Wednesday, September 19, 2018

Uneasy

Good feedback on the last chapter, thank you.  We'll return to that anon.  Tonight, though, we'll just run through the three horses we've run this week, and then touch on one other point.  Sunday's trip to Bath with Hope was good. She finished third of 13 in a very competitive handicap.  It looked to be her best run of the season - although it might not necessarily have been as she was running off her lowest rating of the year, and then Nicola took a free 3lb off too.  The winner won easily, and we never looked like beating the first two; but we ran very well all the same.  She's a lovely horse who always does her best.  We'll keep going with her through the autumn.  It would be lovely if she could win a race this year.  It might happen.

Yesterday was less good.  Sussex Girl was OK.  She had won twice over 10 furlongs last year, but never run over farther.  We took a step into the unknown (by running over a mile and a half) and it didn't work as she weakened in the final 300m.  But she didn't run badly, and she did everything right through the race.  John Egan so often brings out the best in horses.  Das Kapital was disappointing, though.  He came off the bridle very early in the race and then dropped right out.  I had had very slight misgivings on running again on ground faster than good ('good to firm, good in places') but I hadn't expected it to lead to that poor a run.  Hopefully we can see him on soft ground later in the autumn, and hopefully we can see him running considerably better when we do.

Aside from that, one of the most memorable things of the last couple of days was a tweet which caught my attention.  The tweet, by @ThatTimWalker, says, "Why does the BBC keep broadcasting street interviews with people saying 'I don't understand why we don't just come out.' That folk are still saying this shows how hopeless BBC has been at explaining complexities of Brexit. BBC revelling in the ignorance its coverage has caused."  Fair point: surely nobody, whether 'Leave' or 'Remain' could believe that just coming out without trying to negotiate any post-Brexit advantages is the right way to go?  Clearly some do.  Which is mind-blowing.  Depressing.

I feel a bit the same way that That Tim Walker does any time the TBA ad comes on Racing UK.  There have been several occasions when I have felt moved on this blog to point out that, if there are any concerns about the (lack of) size of this country's population of horses-in-training, this isn't caused by a scarcity of living thoroughbreds capable of being trained and raced.  It is because of a scarcity of people willing and able to pay for them to be trained, a scarcity of owners.  (The other (potential) limiting factor on the size of the in-training herd is lack of labour, a problem which will almost certainly intensify if/when 'we just come out', or we come out a bit less haphazardly than that).

There had been too many occasions in the past when figures in positions of authority in British racing had failed to grasp this (to my mind) obvious point.  Happily, I hadn't had to make it for several years, as more recently we had seemed to be being governed by people less disconnected from reality.  However, unfortunately I feel moved to make the point again, following repeated exposure to this TBA ad on RUK which lectures us thus: "We need to encourage more breeders and more horses to be bred in the UK to guarantee the racing product that everyone aspires to."
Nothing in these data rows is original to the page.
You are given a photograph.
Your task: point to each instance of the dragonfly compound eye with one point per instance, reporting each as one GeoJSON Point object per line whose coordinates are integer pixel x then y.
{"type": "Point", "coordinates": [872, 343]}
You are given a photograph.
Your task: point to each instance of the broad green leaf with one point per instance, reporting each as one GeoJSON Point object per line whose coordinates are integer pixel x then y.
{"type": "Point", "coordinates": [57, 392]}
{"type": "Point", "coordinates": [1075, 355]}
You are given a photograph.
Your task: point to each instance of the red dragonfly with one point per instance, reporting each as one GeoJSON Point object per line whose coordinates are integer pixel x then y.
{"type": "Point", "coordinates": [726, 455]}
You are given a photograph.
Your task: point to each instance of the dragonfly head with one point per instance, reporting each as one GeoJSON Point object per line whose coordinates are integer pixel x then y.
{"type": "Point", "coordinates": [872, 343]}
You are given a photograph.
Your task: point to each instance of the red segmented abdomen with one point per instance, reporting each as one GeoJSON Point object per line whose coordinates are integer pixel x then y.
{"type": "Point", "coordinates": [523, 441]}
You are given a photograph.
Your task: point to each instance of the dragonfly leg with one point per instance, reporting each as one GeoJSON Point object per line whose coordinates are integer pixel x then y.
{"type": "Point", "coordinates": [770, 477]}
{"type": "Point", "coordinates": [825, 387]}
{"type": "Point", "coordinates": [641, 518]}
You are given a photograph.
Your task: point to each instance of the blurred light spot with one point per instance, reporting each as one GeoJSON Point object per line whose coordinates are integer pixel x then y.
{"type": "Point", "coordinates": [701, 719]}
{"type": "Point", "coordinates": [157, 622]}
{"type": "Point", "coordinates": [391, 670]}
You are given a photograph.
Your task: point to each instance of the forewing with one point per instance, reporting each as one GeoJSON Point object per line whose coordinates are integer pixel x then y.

For God's sake.  The problem is over-production, not under-production; supply exceeding demand, not falling short of it.  Tattersalls held a yearling sale at Ascot last week, and just about every yearling there either was sold below cost of production or was not sold.  The principal victims of this over-production problem are breeders who breed with the aim of selling the offspring as weanlings or yearlings (breeders who are often, and usually misleadingly, referred to as 'commercial breeders') and many of them are TBA members.  It would help them considerably, and make me feel considerably less uneasy, if this ad was warning us against the problem of over-production, rather than telling us that it is such a good thing that it ought to be exacerbated.